This work proposes VLLVE, a view-aware low-light video enhancement framework designed to address the severe visual degradation caused by extreme underexposure and noise in low-light videos. By decoupling view-invariant (intrinsic appearance) and view-dependent (illumination) components, VLLVE introduces a spatial-temporal decomposition paradigm through a dual-structured encoder-decoder architecture with additive residual blocks. The framework jointly optimizes enhancement and degradation processes by incorporating cross-frame correspondence modeling, scene continuity constraints, and an end-to-end bidirectional learning mechanism. Extensive experiments on standard benchmarks demonstrate that VLLVE achieves superior robustness and visual quality in real-world complex dynamic scenes.

Low-Light Video Enhancement (LLVE) seeks to restore dynamic or static scenes plagued by severe invisibility and noise. In this paper, we present an innovative video decomposition strategy that incorporates view-independent and view-dependent components to enhance the performance of LLVE. The framework is called View-aware Low-light Video Enhancement (VLLVE). We leverage dynamic cross-frame correspondences for the view-independent term (which primarily captures intrinsic appearance) and impose a scene-level continuity constraint on the view-dependent term (which mainly describes the shading condition) to achieve consistent and satisfactory decomposition results. To further ensure consistent decomposition, we introduce a dual-structure enhancement network featuring a cross-frame interaction mechanism. By supervising different frames simultaneously, this network encourages them to exhibit matching decomposition features. This mechanism can seamlessly integrate with encoder-decoder single-frame networks, incurring minimal additional parameter costs. Building upon VLLVE, we propose a more comprehensive decomposition strategy by introducing an additive residual term, resulting in VLLVE++. This residual term can simulate scene-adaptive degradations, which are difficult to model using a decomposition formulation for common scenes, thereby further enhancing the ability to capture the overall content of videos.
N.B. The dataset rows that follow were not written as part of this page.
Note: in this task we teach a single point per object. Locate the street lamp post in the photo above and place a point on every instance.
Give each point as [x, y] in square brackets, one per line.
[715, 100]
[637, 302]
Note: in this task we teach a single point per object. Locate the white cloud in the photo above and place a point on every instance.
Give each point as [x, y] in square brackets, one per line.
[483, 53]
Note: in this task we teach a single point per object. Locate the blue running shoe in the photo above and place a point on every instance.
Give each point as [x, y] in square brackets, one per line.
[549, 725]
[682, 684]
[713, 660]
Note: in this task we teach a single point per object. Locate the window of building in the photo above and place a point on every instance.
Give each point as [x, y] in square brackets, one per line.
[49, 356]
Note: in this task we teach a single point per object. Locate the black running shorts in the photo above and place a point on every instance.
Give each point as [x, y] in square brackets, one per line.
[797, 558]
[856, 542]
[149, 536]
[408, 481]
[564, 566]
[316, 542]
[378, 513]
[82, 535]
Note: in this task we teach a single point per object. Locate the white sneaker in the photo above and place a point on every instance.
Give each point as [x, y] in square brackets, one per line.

In addition, VLLVE++ enables bidirectional learning for both enhancement and degradation-aware correspondence refinement (end-to-end manner), effectively increasing reliable correspondences while filtering out incorrect ones. Notably, VLLVE++ demonstrates strong capability in handling challenging cases, such as real-world scenes and videos with high dynamics. Extensive experiments are conducted on widely recognized LLVE benchmarks.